At least one World War II and Korean War veteran is no fan of Chicago's restrictive gun laws.
LaFerena Batchelor, 84, is frustrated with the dozens of times his far south side home has been vandalized and wants a permit to own a gun. The city won't allow it.
"If you have a gun in the house, it's a psychological benefit. People will know you have a gun and they'll have respect for you. You don't have to fire the gun. You don't have to show the gun. But they'll know there's a gun in there, and so they're not going to be disrespecting you by [inaudible] you and trying to come in to kill you," Batchelor said Wednesday after appearing before the city's Department of Administrative Hearings.

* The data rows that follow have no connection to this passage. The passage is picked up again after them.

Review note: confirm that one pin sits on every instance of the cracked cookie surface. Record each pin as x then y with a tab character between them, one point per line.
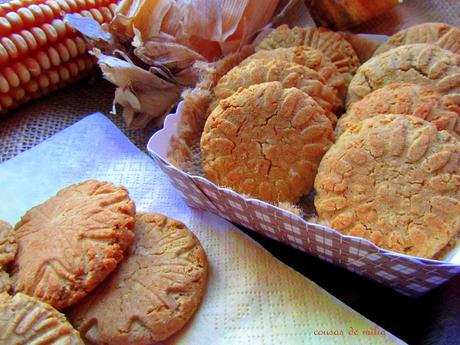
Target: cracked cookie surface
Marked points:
331	43
288	73
27	320
308	57
266	141
71	242
8	245
153	293
405	99
443	35
422	64
394	180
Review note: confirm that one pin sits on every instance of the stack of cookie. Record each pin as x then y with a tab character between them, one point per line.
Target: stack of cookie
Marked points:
272	117
393	175
121	278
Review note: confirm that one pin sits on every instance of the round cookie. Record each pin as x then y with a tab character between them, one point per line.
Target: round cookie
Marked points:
27	320
71	242
8	246
308	57
422	64
443	35
288	73
266	141
5	282
405	99
331	43
394	180
153	293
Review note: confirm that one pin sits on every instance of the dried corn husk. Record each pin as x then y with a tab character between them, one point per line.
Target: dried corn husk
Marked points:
343	14
140	92
160	41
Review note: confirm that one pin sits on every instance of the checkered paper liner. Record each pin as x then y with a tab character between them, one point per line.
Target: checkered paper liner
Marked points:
409	275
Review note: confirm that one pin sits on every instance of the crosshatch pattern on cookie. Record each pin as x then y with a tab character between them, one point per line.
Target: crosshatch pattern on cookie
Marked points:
407	275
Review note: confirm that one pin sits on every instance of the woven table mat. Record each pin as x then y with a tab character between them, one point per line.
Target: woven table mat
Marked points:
31	124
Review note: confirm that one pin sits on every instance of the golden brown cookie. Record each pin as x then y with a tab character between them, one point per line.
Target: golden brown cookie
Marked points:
72	241
394	180
288	73
405	99
27	320
308	57
422	64
5	282
331	43
443	35
8	246
153	293
266	141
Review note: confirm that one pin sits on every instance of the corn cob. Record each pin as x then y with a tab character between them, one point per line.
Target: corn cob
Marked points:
39	52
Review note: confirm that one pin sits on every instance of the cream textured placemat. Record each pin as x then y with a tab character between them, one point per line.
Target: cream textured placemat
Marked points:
251	298
31	124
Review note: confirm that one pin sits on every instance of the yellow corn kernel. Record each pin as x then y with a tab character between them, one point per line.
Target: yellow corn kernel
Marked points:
39	52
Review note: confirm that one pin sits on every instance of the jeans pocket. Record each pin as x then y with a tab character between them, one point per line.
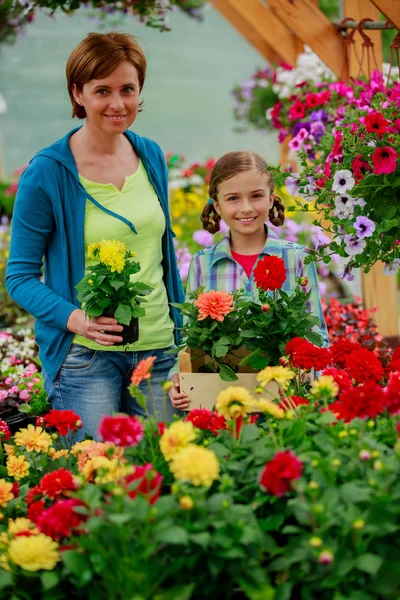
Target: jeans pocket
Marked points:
79	357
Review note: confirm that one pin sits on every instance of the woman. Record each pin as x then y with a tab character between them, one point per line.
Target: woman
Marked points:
100	181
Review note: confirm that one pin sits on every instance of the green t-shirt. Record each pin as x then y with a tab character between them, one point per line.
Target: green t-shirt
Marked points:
137	202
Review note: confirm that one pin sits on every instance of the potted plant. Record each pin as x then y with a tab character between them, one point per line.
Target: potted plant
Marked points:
109	288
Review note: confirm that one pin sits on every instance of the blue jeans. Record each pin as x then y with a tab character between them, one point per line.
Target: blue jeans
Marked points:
94	383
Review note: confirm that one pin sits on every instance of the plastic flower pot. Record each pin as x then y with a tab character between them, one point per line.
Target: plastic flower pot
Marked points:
129	333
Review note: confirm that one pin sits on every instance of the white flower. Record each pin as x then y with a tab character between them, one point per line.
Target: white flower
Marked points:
343	180
392	268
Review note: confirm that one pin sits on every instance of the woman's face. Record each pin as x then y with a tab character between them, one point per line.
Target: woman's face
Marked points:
111	103
244	202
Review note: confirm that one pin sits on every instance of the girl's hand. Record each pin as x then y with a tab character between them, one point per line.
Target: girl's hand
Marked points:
94	329
178	399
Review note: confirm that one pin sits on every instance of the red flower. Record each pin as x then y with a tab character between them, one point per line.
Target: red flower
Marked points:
32	495
63	420
270	273
279	472
360	166
61	519
362	365
122	430
35	510
392	393
143	370
5	433
56	483
297	110
304	355
375	122
148	482
366	400
340	376
384	160
340	349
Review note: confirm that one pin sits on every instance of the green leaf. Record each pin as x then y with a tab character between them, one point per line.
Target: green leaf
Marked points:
227	374
369	563
179	592
123	314
49	579
173	535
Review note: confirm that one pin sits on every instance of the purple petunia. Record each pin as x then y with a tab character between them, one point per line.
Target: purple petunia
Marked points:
364	227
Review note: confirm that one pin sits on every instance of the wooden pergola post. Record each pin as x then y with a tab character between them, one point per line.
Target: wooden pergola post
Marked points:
377	289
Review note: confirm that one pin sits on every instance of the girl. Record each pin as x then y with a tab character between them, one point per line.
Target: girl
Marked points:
241	193
100	181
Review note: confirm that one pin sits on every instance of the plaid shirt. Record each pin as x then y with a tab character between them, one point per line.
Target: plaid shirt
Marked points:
215	269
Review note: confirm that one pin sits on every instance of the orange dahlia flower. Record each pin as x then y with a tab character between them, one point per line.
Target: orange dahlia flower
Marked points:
214	305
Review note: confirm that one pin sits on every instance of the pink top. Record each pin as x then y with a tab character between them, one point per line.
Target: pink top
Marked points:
246	261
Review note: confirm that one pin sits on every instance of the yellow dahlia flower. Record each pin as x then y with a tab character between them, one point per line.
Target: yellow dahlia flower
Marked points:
34	439
234	402
195	465
5	492
17	467
177	436
34	553
269	407
282	375
324	386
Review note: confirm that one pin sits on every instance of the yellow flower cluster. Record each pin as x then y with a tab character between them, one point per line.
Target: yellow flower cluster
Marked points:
34	439
281	375
109	252
195	465
178	435
234	402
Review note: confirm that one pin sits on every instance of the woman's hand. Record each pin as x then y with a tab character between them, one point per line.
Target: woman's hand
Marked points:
94	329
178	399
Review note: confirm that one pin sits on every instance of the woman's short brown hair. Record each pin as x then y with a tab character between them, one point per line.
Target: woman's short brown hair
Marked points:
228	166
97	56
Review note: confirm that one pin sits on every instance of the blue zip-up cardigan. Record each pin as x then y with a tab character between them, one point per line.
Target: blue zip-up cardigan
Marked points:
48	223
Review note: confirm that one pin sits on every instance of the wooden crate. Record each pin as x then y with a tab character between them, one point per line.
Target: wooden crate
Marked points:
203	388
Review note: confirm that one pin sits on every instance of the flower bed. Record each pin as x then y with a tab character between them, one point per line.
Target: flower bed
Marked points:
303	502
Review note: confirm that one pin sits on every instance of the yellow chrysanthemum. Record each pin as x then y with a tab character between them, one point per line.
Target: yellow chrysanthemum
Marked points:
234	402
177	436
195	465
22	524
324	386
34	439
5	492
112	253
34	553
9	449
17	467
282	376
93	249
264	405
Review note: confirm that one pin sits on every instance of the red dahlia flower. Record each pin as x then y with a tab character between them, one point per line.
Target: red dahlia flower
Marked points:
61	519
270	273
122	430
384	160
63	420
375	122
148	482
278	473
362	365
55	483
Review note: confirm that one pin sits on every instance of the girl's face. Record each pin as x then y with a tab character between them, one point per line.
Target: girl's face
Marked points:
111	103
244	202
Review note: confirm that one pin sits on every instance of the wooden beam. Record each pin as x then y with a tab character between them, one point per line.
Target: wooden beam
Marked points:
249	33
314	29
358	10
267	26
390	9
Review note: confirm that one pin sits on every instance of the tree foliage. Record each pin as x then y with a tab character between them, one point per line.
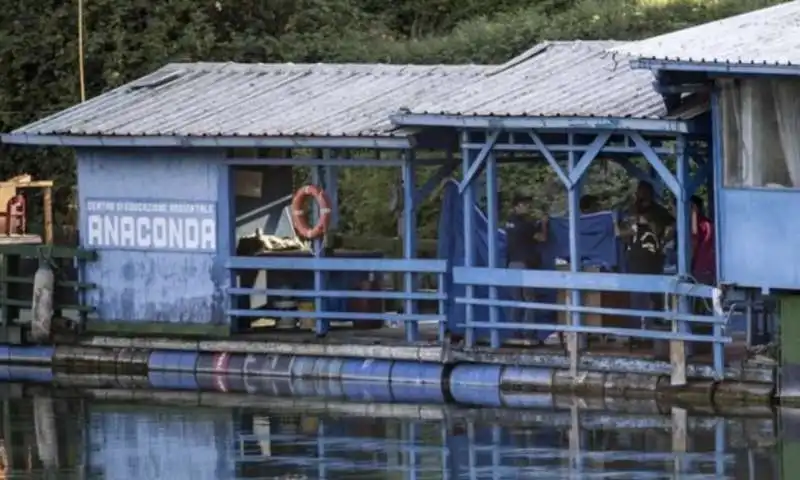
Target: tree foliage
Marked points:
127	39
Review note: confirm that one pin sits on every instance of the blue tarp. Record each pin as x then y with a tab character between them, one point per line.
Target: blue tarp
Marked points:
598	247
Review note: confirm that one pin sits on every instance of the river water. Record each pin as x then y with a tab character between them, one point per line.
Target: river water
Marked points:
123	434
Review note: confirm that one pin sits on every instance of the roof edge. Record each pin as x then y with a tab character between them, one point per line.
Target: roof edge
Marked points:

Batchelor showed up with police reports detailing his concern, but the city argues that any illegal use of a firearm is cause for revocation. It doesn't matter how serious the offense is, it's still unlawful, the city maintains.
He once legally owned a gun, but lost his privileges roughly 15 years ago after firing a gun in his backyard to scare a pack of dogs. Since then, he said, there's been incident after incident at his home, including fires, broken windows and other disturbances.
Batchelor's attorney, Joel Brodsky, said his client is being denied his right to protect himself in a dangerous neighborhood.
"He's feeling like the city is making him become a criminal in order to defend himself," said Brodsky.
The judge in the case has three days to make a decision, which she can announce by mail. Attorneys for the city refused to comment, but Brodsky said he's prepared to push the case to court if his client's request is denied.